Gesher HaMeitarim, The Bridge of Chords in Jerusalem (Wikimedia Commons.)

But last month, when I waited for my bus at the same stop where my daughter had calmly disembarked, I was suddenly scared. I checked to look for the armed soldiers waiting nearby for their own buses back to base or Gaza or home. And I tried to stay alert, the way I tell my kids, when I try to remind them without scaring them, “Keep your wits about you. Eyes open.” When my bus pulled up, I found a seat and read my latest texts. A very dear friend had written to say that his son, who is expecting his first child soon, had finally been released from service in Gaza. Then I refreshed the news and twenty-one soldiers were dead in Gaza.
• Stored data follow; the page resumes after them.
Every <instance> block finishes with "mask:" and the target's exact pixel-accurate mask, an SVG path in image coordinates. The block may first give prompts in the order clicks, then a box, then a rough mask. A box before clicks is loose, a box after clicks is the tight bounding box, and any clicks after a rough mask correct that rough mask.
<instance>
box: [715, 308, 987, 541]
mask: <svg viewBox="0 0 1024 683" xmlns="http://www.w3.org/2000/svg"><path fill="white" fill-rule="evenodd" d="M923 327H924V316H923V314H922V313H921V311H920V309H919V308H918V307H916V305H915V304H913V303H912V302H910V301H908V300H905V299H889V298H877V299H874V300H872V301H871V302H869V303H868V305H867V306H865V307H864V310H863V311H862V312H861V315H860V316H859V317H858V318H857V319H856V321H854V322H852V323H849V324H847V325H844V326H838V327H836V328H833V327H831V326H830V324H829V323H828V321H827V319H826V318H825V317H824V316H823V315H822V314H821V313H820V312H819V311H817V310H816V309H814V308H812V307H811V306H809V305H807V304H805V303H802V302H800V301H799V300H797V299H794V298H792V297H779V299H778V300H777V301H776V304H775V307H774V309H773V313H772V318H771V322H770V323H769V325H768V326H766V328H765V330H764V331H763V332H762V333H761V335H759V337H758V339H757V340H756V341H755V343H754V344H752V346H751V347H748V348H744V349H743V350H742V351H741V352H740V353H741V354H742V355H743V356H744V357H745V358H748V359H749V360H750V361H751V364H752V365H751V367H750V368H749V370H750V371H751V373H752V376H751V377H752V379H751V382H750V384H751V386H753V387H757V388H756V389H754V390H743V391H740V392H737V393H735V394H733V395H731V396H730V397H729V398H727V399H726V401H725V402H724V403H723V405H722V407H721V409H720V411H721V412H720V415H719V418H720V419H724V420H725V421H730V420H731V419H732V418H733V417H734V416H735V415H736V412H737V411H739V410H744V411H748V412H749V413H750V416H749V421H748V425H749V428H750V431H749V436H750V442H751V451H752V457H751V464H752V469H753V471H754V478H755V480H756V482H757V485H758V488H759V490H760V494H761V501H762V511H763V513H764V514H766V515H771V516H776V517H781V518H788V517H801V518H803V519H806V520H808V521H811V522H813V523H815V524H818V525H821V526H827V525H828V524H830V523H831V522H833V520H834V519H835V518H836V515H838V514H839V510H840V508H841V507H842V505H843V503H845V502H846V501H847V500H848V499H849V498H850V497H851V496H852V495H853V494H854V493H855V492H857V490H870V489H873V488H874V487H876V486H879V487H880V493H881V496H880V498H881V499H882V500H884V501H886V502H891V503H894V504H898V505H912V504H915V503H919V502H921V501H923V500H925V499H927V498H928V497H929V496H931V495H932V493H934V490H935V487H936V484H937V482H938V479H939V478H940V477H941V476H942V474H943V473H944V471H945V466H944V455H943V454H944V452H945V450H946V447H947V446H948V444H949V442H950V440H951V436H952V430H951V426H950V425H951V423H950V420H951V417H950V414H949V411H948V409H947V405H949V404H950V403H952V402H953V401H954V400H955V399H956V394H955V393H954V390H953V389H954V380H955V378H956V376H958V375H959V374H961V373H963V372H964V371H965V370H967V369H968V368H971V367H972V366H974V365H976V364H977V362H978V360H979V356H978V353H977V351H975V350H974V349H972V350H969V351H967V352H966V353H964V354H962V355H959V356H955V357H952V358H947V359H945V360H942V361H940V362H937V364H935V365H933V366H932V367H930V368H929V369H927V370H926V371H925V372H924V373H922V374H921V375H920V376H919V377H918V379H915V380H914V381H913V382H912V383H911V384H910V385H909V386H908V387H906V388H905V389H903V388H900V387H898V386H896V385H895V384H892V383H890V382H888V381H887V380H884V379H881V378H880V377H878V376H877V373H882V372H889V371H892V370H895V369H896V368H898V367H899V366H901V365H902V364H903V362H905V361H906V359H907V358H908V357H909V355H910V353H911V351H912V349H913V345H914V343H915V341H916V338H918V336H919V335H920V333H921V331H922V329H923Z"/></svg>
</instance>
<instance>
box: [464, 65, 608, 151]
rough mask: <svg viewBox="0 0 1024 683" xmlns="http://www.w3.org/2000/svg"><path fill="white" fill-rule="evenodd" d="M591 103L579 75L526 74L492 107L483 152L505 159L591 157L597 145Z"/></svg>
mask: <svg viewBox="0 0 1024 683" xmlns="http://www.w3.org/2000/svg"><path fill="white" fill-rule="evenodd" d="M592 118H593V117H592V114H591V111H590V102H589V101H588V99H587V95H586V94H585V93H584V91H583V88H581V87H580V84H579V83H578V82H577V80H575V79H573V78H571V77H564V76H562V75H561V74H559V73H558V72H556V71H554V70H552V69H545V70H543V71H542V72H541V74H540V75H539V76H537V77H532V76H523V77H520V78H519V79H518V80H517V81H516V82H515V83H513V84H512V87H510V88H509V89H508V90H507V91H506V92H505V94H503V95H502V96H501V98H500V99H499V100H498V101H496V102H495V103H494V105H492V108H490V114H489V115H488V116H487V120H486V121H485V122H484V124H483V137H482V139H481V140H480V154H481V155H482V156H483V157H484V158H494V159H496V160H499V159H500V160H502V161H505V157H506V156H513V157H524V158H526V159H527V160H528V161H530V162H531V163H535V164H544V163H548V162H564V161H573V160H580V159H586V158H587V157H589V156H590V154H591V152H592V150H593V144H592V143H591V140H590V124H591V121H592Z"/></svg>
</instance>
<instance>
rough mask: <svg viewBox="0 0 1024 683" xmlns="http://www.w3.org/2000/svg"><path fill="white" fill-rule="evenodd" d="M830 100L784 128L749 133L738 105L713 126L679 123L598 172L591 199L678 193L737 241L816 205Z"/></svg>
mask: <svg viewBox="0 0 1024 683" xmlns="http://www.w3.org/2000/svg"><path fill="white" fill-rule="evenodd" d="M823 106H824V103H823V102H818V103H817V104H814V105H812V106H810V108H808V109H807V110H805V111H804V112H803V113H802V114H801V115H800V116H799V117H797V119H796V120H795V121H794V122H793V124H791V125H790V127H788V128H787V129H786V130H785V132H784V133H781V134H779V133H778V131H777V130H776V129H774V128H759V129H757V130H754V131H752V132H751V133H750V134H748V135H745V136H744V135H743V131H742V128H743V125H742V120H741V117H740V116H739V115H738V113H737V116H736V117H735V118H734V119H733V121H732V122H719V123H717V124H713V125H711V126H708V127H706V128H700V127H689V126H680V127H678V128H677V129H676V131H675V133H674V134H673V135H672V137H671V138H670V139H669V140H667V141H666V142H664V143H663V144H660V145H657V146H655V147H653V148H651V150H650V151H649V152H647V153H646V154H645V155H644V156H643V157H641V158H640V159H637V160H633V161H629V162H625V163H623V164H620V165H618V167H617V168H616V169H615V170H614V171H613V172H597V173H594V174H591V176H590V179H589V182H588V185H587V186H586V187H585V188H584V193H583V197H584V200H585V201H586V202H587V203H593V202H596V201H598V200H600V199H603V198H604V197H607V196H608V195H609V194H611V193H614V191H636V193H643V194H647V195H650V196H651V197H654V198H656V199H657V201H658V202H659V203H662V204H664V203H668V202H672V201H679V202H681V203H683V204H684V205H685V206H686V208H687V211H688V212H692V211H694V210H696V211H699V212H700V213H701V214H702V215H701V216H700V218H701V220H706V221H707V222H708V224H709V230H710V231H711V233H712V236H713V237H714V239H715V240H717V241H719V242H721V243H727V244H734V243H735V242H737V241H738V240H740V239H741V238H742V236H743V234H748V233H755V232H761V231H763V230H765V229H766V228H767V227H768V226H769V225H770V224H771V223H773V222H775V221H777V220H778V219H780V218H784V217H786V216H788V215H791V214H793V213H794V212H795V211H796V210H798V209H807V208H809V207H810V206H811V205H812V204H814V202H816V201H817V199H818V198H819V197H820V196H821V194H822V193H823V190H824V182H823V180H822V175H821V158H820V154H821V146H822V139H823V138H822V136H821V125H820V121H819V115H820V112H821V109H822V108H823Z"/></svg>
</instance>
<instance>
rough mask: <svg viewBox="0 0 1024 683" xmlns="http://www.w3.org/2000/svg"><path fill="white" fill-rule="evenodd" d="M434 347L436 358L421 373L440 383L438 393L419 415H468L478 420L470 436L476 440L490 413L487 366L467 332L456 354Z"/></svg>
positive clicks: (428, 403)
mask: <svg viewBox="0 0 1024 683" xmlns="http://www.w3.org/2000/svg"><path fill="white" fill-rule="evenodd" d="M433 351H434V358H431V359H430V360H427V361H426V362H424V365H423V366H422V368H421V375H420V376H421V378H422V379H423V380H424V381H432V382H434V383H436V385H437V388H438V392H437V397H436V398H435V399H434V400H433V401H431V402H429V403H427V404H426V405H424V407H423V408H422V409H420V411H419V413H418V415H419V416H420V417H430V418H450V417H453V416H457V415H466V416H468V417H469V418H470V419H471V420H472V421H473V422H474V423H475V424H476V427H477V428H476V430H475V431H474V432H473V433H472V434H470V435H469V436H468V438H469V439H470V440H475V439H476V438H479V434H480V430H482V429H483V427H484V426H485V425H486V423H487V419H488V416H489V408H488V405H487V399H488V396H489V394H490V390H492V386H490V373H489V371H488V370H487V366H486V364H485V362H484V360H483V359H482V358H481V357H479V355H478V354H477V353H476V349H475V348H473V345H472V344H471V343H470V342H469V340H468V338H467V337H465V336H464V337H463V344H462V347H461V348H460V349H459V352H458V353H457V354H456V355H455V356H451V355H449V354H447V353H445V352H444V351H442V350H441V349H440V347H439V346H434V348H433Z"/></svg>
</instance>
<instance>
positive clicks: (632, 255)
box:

Of course, they didn’t die between when I arrived at the bus stop and when I sat down on the bus. I know they died many hours before, and that the news came only when the army had reached all their families and the report had been cleared for publication. But for me, grasping nothing but my phone, they had been alive one moment and dead the next. People whose names I did not know (this time), so first I had to conjure them alive, and then I had to leave them behind. A minute earlier, this had not been true. Now it was true.

In the interval between waiting for and boarding the bus, this piece of news, of such import for so many people, had come into the world and staked its claims.


The calendar advances us without asking permission. Maybe the war in Gaza is nearing its end. Many reservists have returned home. Many never will. Evacuated families are still living in hotels, makeshift homes, and host kibbutzim. 134 hostages are still underground in Gaza: we don’t know who is dead and who is living. Their family members look half dead. Thousands upon thousands of Gazans are dead. Illness flows in the streets.

When our leaders talk about the “day after,” they consistently avoid ending the phrase with an object. They have their own reasons to evade establishing a genuine timetable for the end of this conflict. For some of them, a longer war is decidedly better. But it is also true that many of us with no agenda at all still don’t know what to name this time extending from October 7. “The war” seems insufficient. And we don’t know what if anything will seal it off. How will we know when it is “after”? When the sukkahs still standing in the southern kibbutzim are finally taken down?

Jewish time moves us forward, too. In January, we finished reading the Book of Genesis, which we began on October 7. But when we stood in synagogue to mark the reading of the last verse of Genesis, I didn’t want to move on to Exodus. Not without the hostages, not without the dead. So long as we were still in Genesis, we were together.

The scroll promises return. It promises home. But it does not promise togetherness.